GPU & Hardware Setup

The Multimodal Video RAG system performs compute-intensive tasks, including Whisper-based audio transcription and vision-language model (LLaVA) inference. To achieve acceptable latency for video processing, an NVIDIA GPU with at least 8GB of VRAM is strongly recommended.

Prerequisites

Before starting the services, ensure your host machine has the following installed:

NVIDIA Drivers: Version 535 or higher.
Docker & Docker Compose: Docker Engine 24.0+.
NVIDIA Container Toolkit: Required for Docker to interface with your GPU hardware.

1. Install NVIDIA Container Toolkit

If you haven't configured your system for GPU-accelerated containers, follow these steps to install the toolkit:

# Configure the repository
curl -fsSL https://nvidia.github.io/libnvidia-container/gpgkey | sudo gpg --dearmor -o /usr/share/keyrings/nvidia-container-toolkit-keyring.gpg \
  && curl -s -L https://nvidia.github.io/libnvidia-container/stable/deb/nvidia-container-toolkit.list | \
    sed 's#deb https://#deb [signed-by=/usr/share/keyrings/nvidia-container-toolkit-keyring.gpg] https://#g' | \
    sudo tee /etc/apt/sources.list.d/nvidia-container-toolkit.list

# Install the toolkit
sudo apt-get update
sudo apt-get install -y nvidia-container-toolkit

# Restart Docker to apply changes
sudo systemctl restart docker

2. Verify GPU Accessibility

Run the following command to ensure Docker can successfully access your NVIDIA GPU:

docker run --rm --runtime=nvidia --gpus all nvidia/cuda:12.0.1-base-ubuntu22.04 nvidia-smi

If configured correctly, this command will output a table showing your GPU model and driver version.

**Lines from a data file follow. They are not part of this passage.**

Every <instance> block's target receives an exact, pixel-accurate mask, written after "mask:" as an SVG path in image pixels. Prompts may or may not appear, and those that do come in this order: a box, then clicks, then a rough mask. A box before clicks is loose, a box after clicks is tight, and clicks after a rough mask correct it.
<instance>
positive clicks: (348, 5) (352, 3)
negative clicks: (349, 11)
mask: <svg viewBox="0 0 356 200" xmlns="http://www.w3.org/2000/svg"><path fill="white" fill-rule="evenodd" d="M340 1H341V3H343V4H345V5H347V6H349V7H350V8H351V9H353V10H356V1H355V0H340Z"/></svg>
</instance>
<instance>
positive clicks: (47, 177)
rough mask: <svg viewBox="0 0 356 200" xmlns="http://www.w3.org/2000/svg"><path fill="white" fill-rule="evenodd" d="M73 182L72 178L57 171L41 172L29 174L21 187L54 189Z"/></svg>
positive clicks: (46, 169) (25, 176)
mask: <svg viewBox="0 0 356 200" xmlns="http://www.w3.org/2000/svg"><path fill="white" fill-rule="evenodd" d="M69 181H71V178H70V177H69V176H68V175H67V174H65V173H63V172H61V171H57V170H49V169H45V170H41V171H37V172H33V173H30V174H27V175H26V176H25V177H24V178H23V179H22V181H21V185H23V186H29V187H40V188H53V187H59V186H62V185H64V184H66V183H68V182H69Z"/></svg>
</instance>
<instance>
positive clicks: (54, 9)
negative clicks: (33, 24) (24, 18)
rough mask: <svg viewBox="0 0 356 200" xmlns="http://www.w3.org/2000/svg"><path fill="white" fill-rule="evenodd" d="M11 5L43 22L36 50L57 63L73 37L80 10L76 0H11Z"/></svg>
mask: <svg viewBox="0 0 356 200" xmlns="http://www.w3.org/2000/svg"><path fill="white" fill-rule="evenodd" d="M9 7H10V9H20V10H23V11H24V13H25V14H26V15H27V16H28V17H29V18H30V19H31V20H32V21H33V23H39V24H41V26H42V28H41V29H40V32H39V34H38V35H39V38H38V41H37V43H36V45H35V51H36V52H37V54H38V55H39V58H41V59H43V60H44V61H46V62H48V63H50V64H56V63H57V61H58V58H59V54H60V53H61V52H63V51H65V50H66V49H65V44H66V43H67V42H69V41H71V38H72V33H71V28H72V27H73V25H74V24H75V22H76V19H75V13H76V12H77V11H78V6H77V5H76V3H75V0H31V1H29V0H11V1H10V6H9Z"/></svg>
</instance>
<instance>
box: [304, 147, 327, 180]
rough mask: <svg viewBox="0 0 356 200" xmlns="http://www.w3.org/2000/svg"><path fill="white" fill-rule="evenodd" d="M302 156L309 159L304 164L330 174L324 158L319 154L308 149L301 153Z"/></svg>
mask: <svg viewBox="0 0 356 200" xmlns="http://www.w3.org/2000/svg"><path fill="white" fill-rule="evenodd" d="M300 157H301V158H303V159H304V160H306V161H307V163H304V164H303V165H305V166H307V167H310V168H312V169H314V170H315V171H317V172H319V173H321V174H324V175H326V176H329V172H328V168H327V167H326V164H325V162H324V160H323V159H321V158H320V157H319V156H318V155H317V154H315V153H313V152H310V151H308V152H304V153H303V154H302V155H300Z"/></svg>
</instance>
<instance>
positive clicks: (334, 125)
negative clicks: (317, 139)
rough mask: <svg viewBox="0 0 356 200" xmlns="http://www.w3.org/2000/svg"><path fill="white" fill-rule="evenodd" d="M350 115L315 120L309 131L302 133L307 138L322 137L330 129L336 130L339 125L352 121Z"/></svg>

3. Docker Compose Configuration

The project utilizes the nvidia runtime within Docker Compose. The docker/docker-compose.dev.yml file is pre-configured to grant the backend and Ollama services access to the host GPU.

Key configuration used in the services:

services:
  backend:
    deploy:
      resources:
        reservations:
          devices:
            - driver: nvidia
              count: all
              capabilities: [gpu]

4. Hardware Sizing & Model Requirements

The default models pulled during the Quick Start have the following approximate hardware requirements:

| Component | Model | VRAM Requirement | Acceleration | |-----------|-------|------------------|--------------| | ASR | Faster-Whisper (Large-v3) | ~4 GB | CUDA (CTranslate2) | | Vision | LLaVA:7b | ~4.5 GB | Ollama (CUDA) | | LLM | Llama 3.1:8b | ~5.5 GB | Ollama (CUDA) |

Note: If you have limited VRAM (e.g., 8GB), you may encounter "Out of Memory" (OOM) errors if the ASR and LLM services attempt to load into VRAM simultaneously. In such cases, consider using quantized models or offloading the LLM to a cloud provider by setting LLM_PROVIDER=openrouter in your .env file.

5. Troubleshooting CUDA Initialization

If the backend logs show CUDA_ERROR_NO_DEVICE or fallback to CPU processing:

Check Environment Variables: Ensure CUDA_VISIBLE_DEVICES is not being restricted in your shell.

Update Toolkit: Ensure the nvidia-container-runtime is the default runtime in /etc/docker/daemon.json:

{
  "default-runtime": "nvidia",
  "runtimes": {
    "nvidia": {
      "path": "nvidia-container-runtime",
      "runtimeArgs": []
    }
  }
}

Log Check: Run docker logs ollama to verify if the LLaVA model successfully detected the GPU during initialization.